E saímos da sala de recepção do teatro. Eu estou tonto, porque saltam de repente os fenômenos adormecidos. Vamos para o pátio e conversamos como velhos amigos, aquela conversa em que estamos com toda a nossa pessoa. Só atenção, fraternidade e conhecimento antigo. Amigo será irmão de antigo? Aliás, as palavras que não saíam vêm num atropelo. O senhor com quem converso, que tem o nome de Marx, fala da sua prisão, de como caiu a máscara do infiltrado Anselmo. De um fusca verde que Anselmo usava sempre “com gasolina pela boca”, e de como um vizinho reconheceu o carro, propriedade de um coronel do Exército. Anticomunista. Mas para mim resulta mais a lembrança da esposa de Marx:
- A gente fazia sapatinhos de bebê com Soledad.
- Sapatinhos para quem? – pergunto.
- Para o bebê que ela estava esperando.
- Mas Anselmo fala que Soledad não estava grávida.
Marx sorri fino. A sua esposa o acompanha, negaceando com o queixo. E sinto que falam sem palavras: “Quanto cinismo. Que canalha”. Mas o movimento de condenação ao criminoso passa por ele e se dirige para a mãe que espera o filho, encostada ao muro do quintal da casa. Então a sua pessoa volta, desce e falamos sobre ela, como se estivesse presente e lhe prestássemos um reconhecimento. Na verdade, esta é uma sensação que temos presente. Quando eu falava para Hilda Torres, a atriz que a reencarna no palco, quando eu falava para Hilda lá na Ilha de Kos, eu lhe disse:
- Eu sinto Soledad como se ela entrasse agora por aquela porta. Eu sou ateu, mas sinto a sua presença viva.

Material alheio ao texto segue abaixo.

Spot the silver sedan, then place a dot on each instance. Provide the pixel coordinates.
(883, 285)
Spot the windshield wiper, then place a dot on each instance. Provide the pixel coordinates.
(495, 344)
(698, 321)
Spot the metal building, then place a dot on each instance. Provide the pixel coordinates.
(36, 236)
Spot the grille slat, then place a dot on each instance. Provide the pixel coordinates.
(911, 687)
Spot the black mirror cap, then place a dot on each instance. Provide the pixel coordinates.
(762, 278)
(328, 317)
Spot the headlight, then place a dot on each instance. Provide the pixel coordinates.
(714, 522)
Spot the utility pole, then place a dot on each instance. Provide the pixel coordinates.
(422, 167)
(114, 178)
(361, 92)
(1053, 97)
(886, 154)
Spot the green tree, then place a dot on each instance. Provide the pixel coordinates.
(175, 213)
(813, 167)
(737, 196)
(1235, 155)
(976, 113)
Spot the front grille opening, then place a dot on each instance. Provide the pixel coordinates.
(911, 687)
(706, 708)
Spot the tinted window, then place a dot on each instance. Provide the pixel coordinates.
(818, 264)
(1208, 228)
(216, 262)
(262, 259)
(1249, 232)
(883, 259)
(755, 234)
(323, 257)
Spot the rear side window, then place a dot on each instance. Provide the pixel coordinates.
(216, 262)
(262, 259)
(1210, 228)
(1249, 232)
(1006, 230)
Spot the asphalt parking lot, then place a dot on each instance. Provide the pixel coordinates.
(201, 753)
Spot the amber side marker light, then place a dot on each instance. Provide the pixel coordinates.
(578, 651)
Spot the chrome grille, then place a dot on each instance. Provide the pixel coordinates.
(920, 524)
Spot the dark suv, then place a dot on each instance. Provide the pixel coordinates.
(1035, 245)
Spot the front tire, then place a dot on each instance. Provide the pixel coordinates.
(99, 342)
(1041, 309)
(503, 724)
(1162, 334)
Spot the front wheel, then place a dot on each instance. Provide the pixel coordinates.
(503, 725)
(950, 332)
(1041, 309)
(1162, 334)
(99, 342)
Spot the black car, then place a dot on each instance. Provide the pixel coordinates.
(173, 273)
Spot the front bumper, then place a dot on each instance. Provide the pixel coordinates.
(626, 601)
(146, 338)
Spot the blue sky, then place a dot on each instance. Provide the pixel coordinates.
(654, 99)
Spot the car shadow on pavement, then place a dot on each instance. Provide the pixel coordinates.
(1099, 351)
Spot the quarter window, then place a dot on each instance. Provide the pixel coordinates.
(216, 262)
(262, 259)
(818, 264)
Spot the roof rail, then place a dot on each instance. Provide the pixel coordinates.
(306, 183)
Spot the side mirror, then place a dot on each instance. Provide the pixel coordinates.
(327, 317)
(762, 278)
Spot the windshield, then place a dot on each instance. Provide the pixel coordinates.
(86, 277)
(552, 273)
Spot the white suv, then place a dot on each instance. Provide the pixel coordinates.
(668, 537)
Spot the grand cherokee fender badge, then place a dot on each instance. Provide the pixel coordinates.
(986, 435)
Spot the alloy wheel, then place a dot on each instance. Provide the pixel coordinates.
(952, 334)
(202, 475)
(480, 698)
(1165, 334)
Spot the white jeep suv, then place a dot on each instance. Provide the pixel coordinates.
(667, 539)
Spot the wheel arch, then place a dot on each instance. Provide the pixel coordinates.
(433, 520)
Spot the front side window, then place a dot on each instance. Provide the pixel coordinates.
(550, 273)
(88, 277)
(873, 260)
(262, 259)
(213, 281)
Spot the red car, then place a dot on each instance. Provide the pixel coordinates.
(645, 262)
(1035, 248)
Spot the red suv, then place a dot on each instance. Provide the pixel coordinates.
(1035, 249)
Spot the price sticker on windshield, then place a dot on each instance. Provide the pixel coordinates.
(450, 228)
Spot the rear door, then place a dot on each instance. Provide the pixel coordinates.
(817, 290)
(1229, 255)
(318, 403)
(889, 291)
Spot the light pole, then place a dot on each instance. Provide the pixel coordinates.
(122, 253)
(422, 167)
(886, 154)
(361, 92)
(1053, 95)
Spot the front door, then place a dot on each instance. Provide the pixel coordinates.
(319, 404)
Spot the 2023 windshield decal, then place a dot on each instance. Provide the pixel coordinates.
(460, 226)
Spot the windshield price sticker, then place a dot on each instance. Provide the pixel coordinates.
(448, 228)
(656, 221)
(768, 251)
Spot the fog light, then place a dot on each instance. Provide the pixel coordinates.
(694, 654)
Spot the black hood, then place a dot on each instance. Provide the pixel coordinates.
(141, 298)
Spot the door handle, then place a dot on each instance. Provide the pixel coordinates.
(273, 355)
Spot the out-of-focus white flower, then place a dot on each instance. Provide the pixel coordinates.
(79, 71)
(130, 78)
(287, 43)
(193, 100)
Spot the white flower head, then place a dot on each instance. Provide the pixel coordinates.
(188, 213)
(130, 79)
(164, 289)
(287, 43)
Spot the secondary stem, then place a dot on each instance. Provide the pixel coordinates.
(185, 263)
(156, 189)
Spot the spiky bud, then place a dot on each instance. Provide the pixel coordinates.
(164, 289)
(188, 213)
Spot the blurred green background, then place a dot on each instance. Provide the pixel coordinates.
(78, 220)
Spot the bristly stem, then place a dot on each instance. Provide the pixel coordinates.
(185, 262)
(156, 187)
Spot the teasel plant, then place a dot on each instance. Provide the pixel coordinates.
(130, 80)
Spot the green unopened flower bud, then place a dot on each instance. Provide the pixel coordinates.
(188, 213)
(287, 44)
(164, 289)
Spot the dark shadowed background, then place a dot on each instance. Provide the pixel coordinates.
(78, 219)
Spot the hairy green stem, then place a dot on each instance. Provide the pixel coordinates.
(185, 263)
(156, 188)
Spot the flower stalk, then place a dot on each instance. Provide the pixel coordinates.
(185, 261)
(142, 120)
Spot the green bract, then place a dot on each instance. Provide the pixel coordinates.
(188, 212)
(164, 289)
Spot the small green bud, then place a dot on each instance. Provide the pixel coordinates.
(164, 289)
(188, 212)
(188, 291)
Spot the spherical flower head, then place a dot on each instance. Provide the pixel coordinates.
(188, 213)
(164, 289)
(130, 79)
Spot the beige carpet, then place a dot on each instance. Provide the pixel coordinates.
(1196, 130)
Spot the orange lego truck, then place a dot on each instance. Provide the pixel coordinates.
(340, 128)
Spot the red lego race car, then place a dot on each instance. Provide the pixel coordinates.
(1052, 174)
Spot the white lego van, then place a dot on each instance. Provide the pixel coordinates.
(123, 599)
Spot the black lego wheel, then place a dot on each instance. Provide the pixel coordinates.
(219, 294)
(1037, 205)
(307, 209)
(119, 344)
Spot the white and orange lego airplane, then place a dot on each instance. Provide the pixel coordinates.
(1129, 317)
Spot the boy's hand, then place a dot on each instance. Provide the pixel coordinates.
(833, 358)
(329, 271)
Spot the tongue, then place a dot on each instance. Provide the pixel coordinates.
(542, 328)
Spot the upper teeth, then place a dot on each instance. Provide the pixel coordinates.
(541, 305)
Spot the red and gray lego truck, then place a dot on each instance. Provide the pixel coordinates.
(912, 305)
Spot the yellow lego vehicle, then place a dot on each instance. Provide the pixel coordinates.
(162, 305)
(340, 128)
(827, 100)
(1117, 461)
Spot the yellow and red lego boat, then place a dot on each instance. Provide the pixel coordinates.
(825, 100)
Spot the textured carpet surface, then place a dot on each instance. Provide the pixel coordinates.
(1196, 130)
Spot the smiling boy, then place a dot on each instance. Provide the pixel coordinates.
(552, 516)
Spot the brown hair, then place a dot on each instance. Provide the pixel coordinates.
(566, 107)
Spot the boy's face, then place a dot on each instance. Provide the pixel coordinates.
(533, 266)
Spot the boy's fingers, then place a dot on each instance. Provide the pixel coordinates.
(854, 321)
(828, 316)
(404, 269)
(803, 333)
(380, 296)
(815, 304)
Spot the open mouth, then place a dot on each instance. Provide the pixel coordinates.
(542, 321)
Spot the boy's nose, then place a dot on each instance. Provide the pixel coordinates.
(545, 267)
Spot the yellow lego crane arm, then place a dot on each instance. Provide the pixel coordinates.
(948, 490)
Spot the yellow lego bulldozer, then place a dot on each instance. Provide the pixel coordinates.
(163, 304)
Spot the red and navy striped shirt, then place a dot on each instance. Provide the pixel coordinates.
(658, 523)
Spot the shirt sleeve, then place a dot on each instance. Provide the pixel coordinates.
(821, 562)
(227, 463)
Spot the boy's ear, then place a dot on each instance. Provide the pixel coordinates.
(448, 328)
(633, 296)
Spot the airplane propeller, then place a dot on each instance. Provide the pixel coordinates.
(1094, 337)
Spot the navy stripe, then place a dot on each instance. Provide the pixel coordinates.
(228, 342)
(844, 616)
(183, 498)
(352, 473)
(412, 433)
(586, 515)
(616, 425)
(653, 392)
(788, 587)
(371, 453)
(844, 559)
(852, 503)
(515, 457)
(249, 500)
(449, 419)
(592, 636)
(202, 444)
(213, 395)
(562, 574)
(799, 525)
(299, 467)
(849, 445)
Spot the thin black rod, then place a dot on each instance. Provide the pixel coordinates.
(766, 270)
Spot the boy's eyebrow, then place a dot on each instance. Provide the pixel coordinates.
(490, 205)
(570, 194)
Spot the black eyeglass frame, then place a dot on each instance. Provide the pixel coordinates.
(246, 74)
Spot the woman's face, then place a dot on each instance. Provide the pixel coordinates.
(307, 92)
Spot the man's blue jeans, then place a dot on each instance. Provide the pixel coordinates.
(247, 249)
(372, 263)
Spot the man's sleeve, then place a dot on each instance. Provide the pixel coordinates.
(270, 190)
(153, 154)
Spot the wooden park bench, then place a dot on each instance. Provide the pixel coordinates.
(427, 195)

É um vivo sem a matéria do corpo, eu poderia ter dito. Mas isso podia ser interpretado de um modo tão espírita, que cairíamos numa discussão do gênero Allan Kardec. Mas a pessoa de Soledad é real, a pessoa que nos acompanha é real, e se nela não tocamos com os dedos, podemos sentir o seu cheiro, as pernas, o rosto, o riso, sentir quase sem ver, se me entendem. Sabem a luz da estrela que vemos e não pegamos? A pessoa que amamos se toca, se pega, mas sem o tato, ou melhor, com um longo e total sentido, ainda que não o queiramos. É um imperativo do coração. É como se o sentimento se desprendesse da nossa vontade e autônomo nos desse uma ordem. Age, anda e voa. E o ser limitado que éramos ganha o espaço para abarcar o valor que não tínhamos sido. Mistura de empatia, solidariedade e sentimento oculto. É como se estivéssemos bêbados de amor, enfim. Então o beijo em Soledad voltou, lá do fundo daquela tarde de antes. Com mais precisão, voltou nos lábios que abraçam a sua pessoa.